Serão como anjos de Deus: são palavras do Salvador. Esta virtude é como o
centro a cuja volta se reúnem e conservam todos os dons e, se por desgraça, se
perde, todas as demais virtudes estão perdidas. “Com ela me vieram todos os
benefícios”, disse o Senhor.
“Porém esta virtude que os converte, queridos
jovens, em outros tantos anjos do céu, “virtude que tanto agrada a Jesus e a
Maria, é sumamente invejada pelos inimigos das almas”; por isto vem dar-lhe
terríveis assaltos, para fazê-la perder, ou ao menos para que a mancheis. Por
este motivo eu os sugiro algumas normas ou armas com as quais conseguireis
certamente conservá-la e rechaçar o inimigo tentador. “A arma principal
consiste em afastar-se dos perigos”. A
pureza é um diamante de grande valor. Se, levando um grande tesouro, o
exponhais à vista de um ladrão, correis grave risco de ser assassinado. São
Gregório Magno declarou que deseja ser roubado o que leva seu tesouro à vista
de todo o mundo.
“Além da fuga dos perigos, praticai a
freqüência da confissão, sincera-mente feita, e da comunhão devota, evitando
todas aquelas pessoas que com obras ou palavras menosprezam esta virtude.

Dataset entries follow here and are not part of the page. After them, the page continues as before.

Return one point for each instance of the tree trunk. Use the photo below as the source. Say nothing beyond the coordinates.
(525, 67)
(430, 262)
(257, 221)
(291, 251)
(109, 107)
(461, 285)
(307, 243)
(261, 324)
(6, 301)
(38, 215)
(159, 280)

“Para prevenir os assaltos do demônio,
lembro-os do aviso de Jesus: “Esta classe de demônios – quer dizer, a tentação
contra a pureza – não se vencem senão com o jejum e a oração. Com jejum, ou
seja, a mortificação dos sentidos”, pondo freio aos olhos e à gula, fugindo do
ócio, dando ao corpo o repouso estritamente necessário. Jesus Cristo nos
recomenda que recorramos à oração; porém que se trate de uma oração feita com fé
e fervor, na qual “não se aconteça de parar até que a tentação seja vencida”.
“Possuís aliás uma arma formidável nas
jaculatórias, invocando os nomes de Jesus, José e Maria. Portanto, dizei amiúde: “Jesus meu,
misericórdia. Jesus, salvai-me. Maria, concebida sem pecado, roga por mim que
em ti confio. Maria, Auxílio dos Cristãos, rogai por mim. Sagrado Coração de
Maria, sede a salvação da minha alma. Coração de Jesus, não quero ofender-te
mais”.
“Ajuda, ademais, beijar o santo crucifixo, ou
a medalha ou o escapulário de Maria. Porém, se todas estas armas não bastarem
para deixar esta maligna tentação, então recorrei à “arma invencível da
presença de Deus”. Estamos nas mãos de
Deus, que, como dono absoluto de nossa vida, pode mandar-nos a morte em
qualquer momento. Como nos atreveremos, pois, a ofender-Lhe na sua presença?
O patriarca José, sendo escravo no Egito, foi
provocado a cometer uma ação infame; porém em seguida respondeu a quem o
tentava: “Como posso cometer tal coisa na presença de meu Senhor?” Acrescentai
por vossa conta: “Como vou deixar-me induzir a cometer este pecado em presença
de Deus, do Deus Criador, do Deus
Salvador, daquele Deus que pode privar-me instantaneamente da vida? E vou a
fazê-lo na presença de Deus, que, enquanto Lhe ofendo, pode mandar-me às penas
eternas do inferno?” É impossível que
alguém possa ser vencido durante as tentações se, enquanto se encontra nesse
perigo, emprega o recurso da presença de Deus”.
[3]
[1] Basilisco
era uma cobra fabulosa que matava somente com o olhar.
[2] "Filotéia
ou Introdução à Vida :Devota" - São Francisco de Sales - Bispo e príncipe
de Genebra - Ed. Vozes - págs. 228/236.